[Corruption in the Philippines] Forgiving Imelda Marcos #1/161

in #mother2 months ago

1

LAST NIGHT WHEN I tried again to speak to you, and all I could hear was the silence at the end of your line, your mother took the phone from you and told me that perhaps I needed to give you some more time.

“Because time,” I said, “is exactly what I’ve plenty of.”

She wasn’t irked at my sarcasm. “I know it must be frustrating,” she said. “But considering the circumstances, maybe you should be thankful he doesn’t just hang up, that he’s still listening. Isn’t that what you wanted?”

“I don’t know that I wanted anything from him,” I said. “I just want to tell him a good story. Something he could maybe use in his career, or that might make his editors proud. Who knows, he could even make a name for himself.”

I heard her laugh. She said, “That’s not a few wants.”

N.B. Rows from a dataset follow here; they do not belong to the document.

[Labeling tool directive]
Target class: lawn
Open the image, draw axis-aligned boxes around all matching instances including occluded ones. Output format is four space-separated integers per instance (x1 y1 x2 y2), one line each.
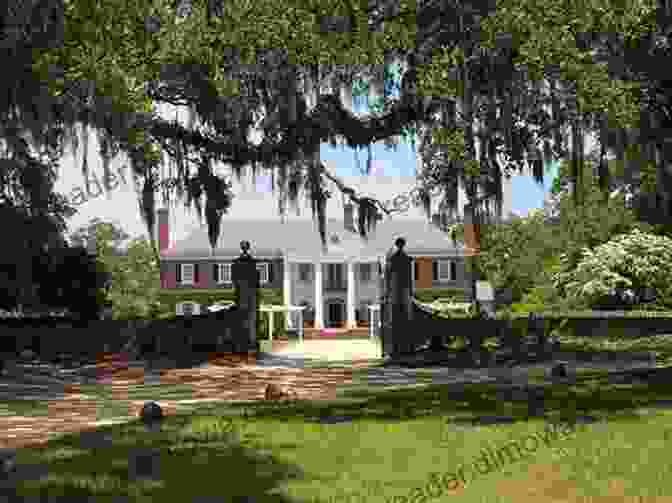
3 330 672 503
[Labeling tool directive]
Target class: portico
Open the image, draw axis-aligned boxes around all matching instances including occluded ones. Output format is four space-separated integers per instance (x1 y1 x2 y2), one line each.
283 247 378 329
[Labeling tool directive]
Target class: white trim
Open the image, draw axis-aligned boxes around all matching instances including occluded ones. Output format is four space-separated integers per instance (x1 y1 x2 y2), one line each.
257 262 268 285
217 262 233 285
296 262 313 283
346 262 357 329
180 264 196 285
175 302 201 316
358 262 374 283
437 259 456 282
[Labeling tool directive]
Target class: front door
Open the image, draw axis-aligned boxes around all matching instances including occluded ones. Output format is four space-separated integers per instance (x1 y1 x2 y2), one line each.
327 300 345 328
327 264 345 290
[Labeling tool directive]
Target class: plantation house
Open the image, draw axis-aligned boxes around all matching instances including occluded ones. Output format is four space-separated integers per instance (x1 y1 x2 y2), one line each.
157 204 484 329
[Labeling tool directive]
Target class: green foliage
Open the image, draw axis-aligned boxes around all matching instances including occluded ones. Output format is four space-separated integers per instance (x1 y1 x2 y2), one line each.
415 288 466 304
481 0 656 131
71 219 161 319
555 229 672 312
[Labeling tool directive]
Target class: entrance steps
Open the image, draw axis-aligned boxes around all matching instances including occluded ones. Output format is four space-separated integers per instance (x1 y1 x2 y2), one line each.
280 327 369 340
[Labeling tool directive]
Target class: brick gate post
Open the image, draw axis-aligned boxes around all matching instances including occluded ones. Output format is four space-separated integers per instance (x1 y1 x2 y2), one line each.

Your mother is a finer person than I am, in almost all respects. Even her English is much better, and I can detect the slightest tinge of the American in her voice, from having lived there with you for so long. She denies it, of course. She’ll do everything in her power not to become one of those people who leaves the homeland only to come back years later a foreigner. I can only picture what she looks like now. I’ve seen movies, you know, seen those wide green lawns of yours with sprinklers that pop up like mushrooms. I imagine your mother carrying copious bags of groceries from the car. She’s become bigger. Her hair is as white now as the milk that flows so freely in your land. And even if she tries to dye her hair and to jog around the streets every so often, she can’t help herself. You become the landscape you live in, they say.

“Why don’t you write to him instead?” she said. “I’ve always thought of you more as a writer than a speaker.”

I told her it would be the same thing, if not worse, since I don’t expect you’d write back.